あなたの社会を変える、シビックテックプロジェクトの進め方とは?
シビックテックコミュニティにおけるプロジェクトの進め方は、組織に所属して業務として行うプロジェクトとは異なるところが多いとコントリビュータの皆さんから言われています。2021年に21_21 DESIGN SIGHTで開催された「ルール展」向けに制作した紹介動画では、シビックテックのプロセスを「見つける」「話す」「試しにつくる」の3つで説明しています。
STEP1:見つける
「見つける」は、課題抽出・課題提起に当たります。ここで難しいのが、「問題提起」ではなく「課題提起」であることです。社会課題や地域の困りごとは山積しています。例えば、「子どもの貧困」をテーマとして取り上げようとする場合、統計データやインタビューなどで量的・質的な情報を取りに行くことがまずプロセスとして考えられます。しかし、そこから得られた情報には「情報格差」「保護者の経済状況」「サポート機関の不足」など複数の背景要因が絡んでいたり、地域や世帯ごとの事情があったり、複数の課題が内包されていて、優先順位あるいは緊急度が高いものは何なのか吟味する必要があるのです。また、取り組むものを選ぶにしても1つの課題に特化してアプローチし解決するのか、複合的なアプローチが必要なのか、また対象は自治体なのか、支援機関なのか、当事者なのかなど整理しなければならないことが浮かび上がってきます。
STEP2:話す
これらを確認しながら進めていくために必要なのが、「話す」です。
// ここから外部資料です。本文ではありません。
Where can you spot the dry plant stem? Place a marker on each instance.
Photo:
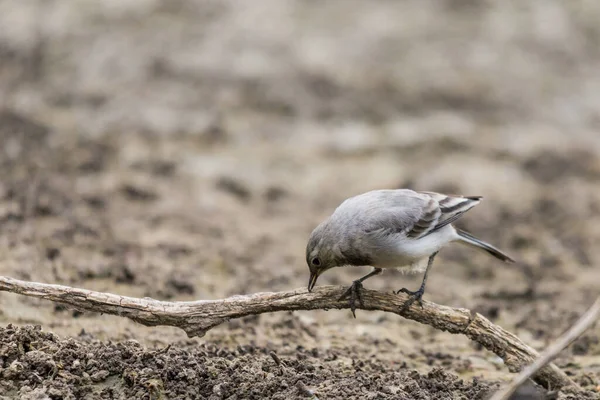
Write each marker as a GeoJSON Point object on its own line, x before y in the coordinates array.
{"type": "Point", "coordinates": [197, 317]}
{"type": "Point", "coordinates": [584, 323]}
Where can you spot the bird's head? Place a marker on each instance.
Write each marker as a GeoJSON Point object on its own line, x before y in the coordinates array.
{"type": "Point", "coordinates": [319, 254]}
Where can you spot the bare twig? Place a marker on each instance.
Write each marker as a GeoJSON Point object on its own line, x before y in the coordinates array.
{"type": "Point", "coordinates": [197, 317]}
{"type": "Point", "coordinates": [585, 322]}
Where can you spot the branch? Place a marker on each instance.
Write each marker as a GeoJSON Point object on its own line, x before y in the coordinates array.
{"type": "Point", "coordinates": [197, 317]}
{"type": "Point", "coordinates": [584, 323]}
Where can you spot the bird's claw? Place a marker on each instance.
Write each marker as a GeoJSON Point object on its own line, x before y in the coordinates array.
{"type": "Point", "coordinates": [414, 296]}
{"type": "Point", "coordinates": [353, 294]}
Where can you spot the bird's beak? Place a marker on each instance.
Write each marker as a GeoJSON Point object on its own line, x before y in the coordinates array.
{"type": "Point", "coordinates": [312, 280]}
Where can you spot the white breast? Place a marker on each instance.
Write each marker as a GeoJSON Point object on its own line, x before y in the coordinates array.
{"type": "Point", "coordinates": [406, 252]}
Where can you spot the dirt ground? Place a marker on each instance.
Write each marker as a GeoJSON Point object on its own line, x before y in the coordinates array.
{"type": "Point", "coordinates": [185, 149]}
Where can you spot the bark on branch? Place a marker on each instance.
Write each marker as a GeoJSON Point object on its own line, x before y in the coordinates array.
{"type": "Point", "coordinates": [197, 317]}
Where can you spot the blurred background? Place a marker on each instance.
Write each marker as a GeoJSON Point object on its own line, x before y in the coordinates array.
{"type": "Point", "coordinates": [185, 150]}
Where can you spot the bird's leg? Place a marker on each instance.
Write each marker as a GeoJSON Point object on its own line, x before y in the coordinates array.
{"type": "Point", "coordinates": [418, 295]}
{"type": "Point", "coordinates": [353, 292]}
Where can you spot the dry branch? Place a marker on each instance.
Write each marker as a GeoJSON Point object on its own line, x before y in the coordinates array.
{"type": "Point", "coordinates": [584, 323]}
{"type": "Point", "coordinates": [197, 317]}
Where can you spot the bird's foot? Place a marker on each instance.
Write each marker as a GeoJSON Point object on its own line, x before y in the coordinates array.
{"type": "Point", "coordinates": [414, 296]}
{"type": "Point", "coordinates": [353, 294]}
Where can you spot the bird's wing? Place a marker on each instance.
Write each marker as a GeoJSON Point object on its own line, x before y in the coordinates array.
{"type": "Point", "coordinates": [415, 214]}
{"type": "Point", "coordinates": [440, 211]}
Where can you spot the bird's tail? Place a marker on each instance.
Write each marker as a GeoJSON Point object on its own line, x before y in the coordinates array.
{"type": "Point", "coordinates": [471, 240]}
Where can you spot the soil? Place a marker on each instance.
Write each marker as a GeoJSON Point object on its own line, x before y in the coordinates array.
{"type": "Point", "coordinates": [185, 150]}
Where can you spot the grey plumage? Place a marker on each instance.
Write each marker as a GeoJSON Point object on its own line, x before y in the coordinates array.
{"type": "Point", "coordinates": [391, 229]}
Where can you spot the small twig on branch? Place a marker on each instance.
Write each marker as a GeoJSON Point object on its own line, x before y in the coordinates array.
{"type": "Point", "coordinates": [197, 317]}
{"type": "Point", "coordinates": [585, 322]}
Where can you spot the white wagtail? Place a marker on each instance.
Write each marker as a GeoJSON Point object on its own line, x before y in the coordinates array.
{"type": "Point", "coordinates": [390, 229]}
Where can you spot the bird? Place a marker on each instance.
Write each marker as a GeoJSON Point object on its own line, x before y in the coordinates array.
{"type": "Point", "coordinates": [391, 228]}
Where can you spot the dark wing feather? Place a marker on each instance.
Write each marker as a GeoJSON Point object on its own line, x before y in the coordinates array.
{"type": "Point", "coordinates": [446, 210]}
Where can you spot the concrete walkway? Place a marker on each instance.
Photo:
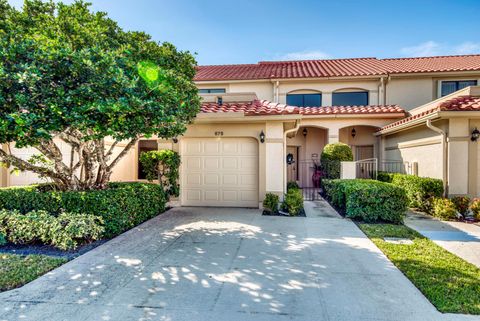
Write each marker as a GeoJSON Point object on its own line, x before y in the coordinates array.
{"type": "Point", "coordinates": [461, 239]}
{"type": "Point", "coordinates": [201, 264]}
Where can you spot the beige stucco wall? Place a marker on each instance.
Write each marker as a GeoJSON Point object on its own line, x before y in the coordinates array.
{"type": "Point", "coordinates": [419, 145]}
{"type": "Point", "coordinates": [410, 92]}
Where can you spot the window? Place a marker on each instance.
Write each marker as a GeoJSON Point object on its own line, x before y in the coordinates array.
{"type": "Point", "coordinates": [449, 87]}
{"type": "Point", "coordinates": [304, 100]}
{"type": "Point", "coordinates": [359, 98]}
{"type": "Point", "coordinates": [212, 91]}
{"type": "Point", "coordinates": [145, 146]}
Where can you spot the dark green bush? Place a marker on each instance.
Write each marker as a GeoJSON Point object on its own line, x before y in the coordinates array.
{"type": "Point", "coordinates": [332, 156]}
{"type": "Point", "coordinates": [462, 204]}
{"type": "Point", "coordinates": [292, 184]}
{"type": "Point", "coordinates": [270, 203]}
{"type": "Point", "coordinates": [419, 189]}
{"type": "Point", "coordinates": [162, 165]}
{"type": "Point", "coordinates": [121, 206]}
{"type": "Point", "coordinates": [65, 231]}
{"type": "Point", "coordinates": [444, 209]}
{"type": "Point", "coordinates": [367, 200]}
{"type": "Point", "coordinates": [293, 202]}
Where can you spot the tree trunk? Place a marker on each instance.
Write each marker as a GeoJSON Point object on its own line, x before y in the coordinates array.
{"type": "Point", "coordinates": [91, 170]}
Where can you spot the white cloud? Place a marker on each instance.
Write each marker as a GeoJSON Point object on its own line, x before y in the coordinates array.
{"type": "Point", "coordinates": [432, 48]}
{"type": "Point", "coordinates": [305, 55]}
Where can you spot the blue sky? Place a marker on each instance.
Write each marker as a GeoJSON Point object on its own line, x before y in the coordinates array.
{"type": "Point", "coordinates": [227, 32]}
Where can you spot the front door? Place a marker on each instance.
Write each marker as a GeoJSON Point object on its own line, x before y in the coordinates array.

プロジェクトチーム内のエンジニアとデザイナー同士のみならず、専門家との対話、当事者や支援者との対話など、ステークホルダーとの多層的な対話が行われていきます。NHKスペシャルで取り上げられた「家事分担コンシェルジュ」の場合は、国立情報学研究所で“公平性”を研究している五十嵐歩美さんからアルゴリズムの提案があり、そのうえで参加メンバーが意見交換をしながらアプリ開発を進めていきました。普段の学業や職務において関わることがないような領域の専門家、自治体職員、ユーザーさんなど幅広い層の人たちと交流・対話しながら考えたり、閃いたり、共感したりすることができるのがこのプロセスです。
STEP3:試しにつくる
最後の「試しにつくる」は「ハッカソン(hackathon)」と呼ばれるイベントや「プロトタイピング(prototyping)」といわれる開発手法が当てはまります。対話を進める中で見えてきた課題とその対応策から、初期ユーザーに触ってもらえる試作品を目指して手を動かしていきます。2daysのハッカソンなどで短期集中的に作りきってしまうこともありますし、後述の「Social Hack Day」で数カ月かけてちょっとずつ進めていくようなケースも少なくありません。また、一度作って終わりではなく、試作品を元にユーザーヒアリングを行うなど、開発資金を得てサービスリリースや事業開発を目指す際には「話す」「試しにつくる」を往復しながらアップデートを重ねていきます。
シビックテックコミュニティに参加してみよう!
コミュニティポータル
ストック情報はNotionに、プロジェクトチャネルなどフロー情報・やりとりはSlackにあります。 自己紹介を書き込む#02_introduction
や、#proj-から始まるチャネルはプロジェクト毎のチャネルなので、気になるテーマや開発を見つけたら入ってみてください。
イベント一覧
イベント情報はPeatixに掲載しています。X(旧Twitter)などにも更新していますが、ハッカソンやミートアップイベントなどで主催しているものは基本的にPeatixのイベントページに集約されています。更新された情報がお届けできるので、Code for Japanをフォローしておいてください。
まとめ
シビックテックの楽しさについてヒアリングした際、「最新技術や高度なスキルを切磋琢磨するようなテックコミュニティーではなく、日曜大工的な取り組みをしてみんなが使えるところに置いておいた時に、反応してくれたりそれが役に立つシーンを垣間見たりすることが面白さだ」と話してくれたエンジニアがいました。シビックテックに参加することが直接的にスキルアップやキャリアアップに結びつくとは限りませんが、実際にシビックテックでの開発経験がきっかけでエンジニアに転身した方や仕事仲間と出会った方もいます。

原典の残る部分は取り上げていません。